WE WENT to the Baltimore Zoo. The birds and the beasts were there. Well, some of them, anyway.
Hit by the budget crunch just as it was about to open its new "African watering hole," the zoo is now trying to raise $150,000 to purchase the animals (rhinos, zebras, kudus, pink-backed pelicans and others) to populate the new outdoor exhibit.
The zoo wouldn't turn down heavy hitters, but much of what it is raising is coming from school kids in dribbles of dimes, nickels, even pennies. It reminded us of the 10-cent savings stamps we used to buy in school after World War II.
Since we last visited several years ago, the zoo has made giraffe-like strides. Throughout the exhibits there's more of an effort to educate (as well as to entertain), particularly in the new (to us) children's section, with its marsh aviary, otter pond, waterfall and wilderness cave.
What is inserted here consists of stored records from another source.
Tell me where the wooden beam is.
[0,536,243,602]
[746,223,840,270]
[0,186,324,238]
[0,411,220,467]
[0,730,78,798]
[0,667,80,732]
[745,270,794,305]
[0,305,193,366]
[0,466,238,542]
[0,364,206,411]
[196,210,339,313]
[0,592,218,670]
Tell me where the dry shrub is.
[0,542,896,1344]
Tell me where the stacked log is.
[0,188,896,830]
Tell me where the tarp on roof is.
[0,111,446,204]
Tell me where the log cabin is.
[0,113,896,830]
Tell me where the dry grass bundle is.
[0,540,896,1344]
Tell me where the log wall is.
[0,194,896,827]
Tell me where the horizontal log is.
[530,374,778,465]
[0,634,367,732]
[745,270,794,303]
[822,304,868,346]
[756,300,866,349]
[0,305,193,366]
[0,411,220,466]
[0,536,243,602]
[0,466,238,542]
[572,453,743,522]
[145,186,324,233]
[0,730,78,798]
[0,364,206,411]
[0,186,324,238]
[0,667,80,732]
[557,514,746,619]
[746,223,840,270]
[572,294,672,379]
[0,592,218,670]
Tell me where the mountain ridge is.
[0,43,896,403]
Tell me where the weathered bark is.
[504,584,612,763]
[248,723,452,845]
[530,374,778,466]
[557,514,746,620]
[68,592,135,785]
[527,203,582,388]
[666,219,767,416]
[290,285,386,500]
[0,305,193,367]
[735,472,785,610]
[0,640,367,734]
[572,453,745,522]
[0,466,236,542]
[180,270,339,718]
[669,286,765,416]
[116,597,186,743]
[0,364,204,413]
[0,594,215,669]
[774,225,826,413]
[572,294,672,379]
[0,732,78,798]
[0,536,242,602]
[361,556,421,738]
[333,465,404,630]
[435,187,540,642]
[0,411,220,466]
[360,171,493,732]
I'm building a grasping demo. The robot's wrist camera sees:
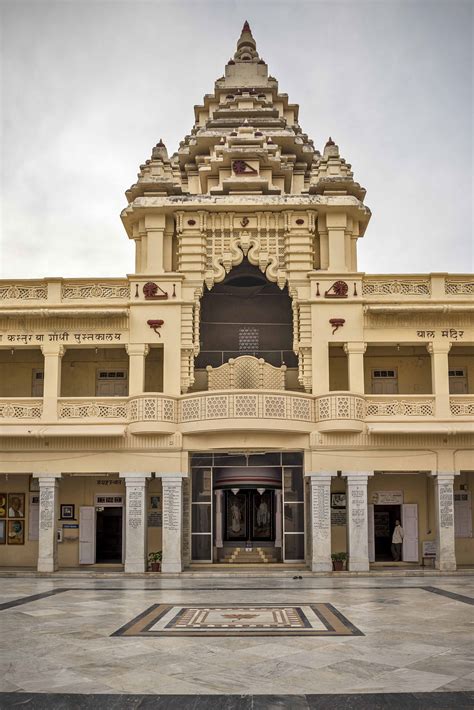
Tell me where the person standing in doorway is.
[392,520,403,562]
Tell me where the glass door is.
[191,469,213,562]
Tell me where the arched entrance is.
[191,452,305,562]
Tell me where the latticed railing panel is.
[449,395,474,417]
[0,400,43,419]
[316,394,365,421]
[444,280,474,296]
[0,284,48,301]
[61,283,130,301]
[58,397,128,419]
[362,279,431,296]
[366,399,435,417]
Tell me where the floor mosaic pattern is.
[112,603,363,636]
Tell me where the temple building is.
[0,23,474,573]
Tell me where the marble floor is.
[0,574,474,708]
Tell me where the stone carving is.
[206,355,286,390]
[0,284,48,301]
[324,281,349,298]
[362,278,431,296]
[329,318,346,335]
[444,279,474,296]
[147,319,164,338]
[143,281,168,301]
[367,398,435,417]
[0,399,43,419]
[61,282,130,301]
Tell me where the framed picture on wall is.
[7,520,25,545]
[30,476,39,493]
[8,493,25,518]
[331,493,346,508]
[59,503,75,520]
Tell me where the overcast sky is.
[0,0,473,278]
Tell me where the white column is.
[427,339,451,419]
[275,488,283,547]
[343,473,373,572]
[125,343,150,397]
[119,472,151,572]
[41,342,64,421]
[344,343,367,394]
[434,472,456,572]
[33,473,61,572]
[161,474,183,572]
[214,488,224,547]
[309,473,332,572]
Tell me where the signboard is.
[370,491,403,505]
[421,540,436,558]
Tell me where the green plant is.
[148,550,163,564]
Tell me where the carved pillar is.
[343,473,373,572]
[344,343,367,394]
[161,474,183,572]
[434,472,456,572]
[309,473,332,572]
[426,339,451,419]
[33,473,61,572]
[119,472,151,573]
[125,343,150,397]
[41,343,64,421]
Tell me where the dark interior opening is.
[374,505,401,562]
[95,506,123,564]
[195,259,298,369]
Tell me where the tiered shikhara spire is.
[126,22,365,203]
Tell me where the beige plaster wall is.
[0,348,44,397]
[58,475,161,567]
[454,471,474,565]
[0,474,39,567]
[61,348,128,397]
[364,348,432,394]
[448,346,474,394]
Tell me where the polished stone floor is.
[0,575,474,707]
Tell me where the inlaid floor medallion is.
[112,603,363,637]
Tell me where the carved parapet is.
[206,355,286,390]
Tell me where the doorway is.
[374,505,401,562]
[95,506,123,564]
[224,489,275,542]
The zoo also has a more open air about it. Fewer animals pace back and forth in cages; more are in natural settings, appearing to be roaming, and that will be the look of the watering hole, we were told by our able docent, Carolyn Shaffer.
Some things hadn't changed since our last visit. The hippo house still stinks. The camels are still ugly.
And the flamingos still stand on one thin leg, as though daring a gust of wind to blow them away.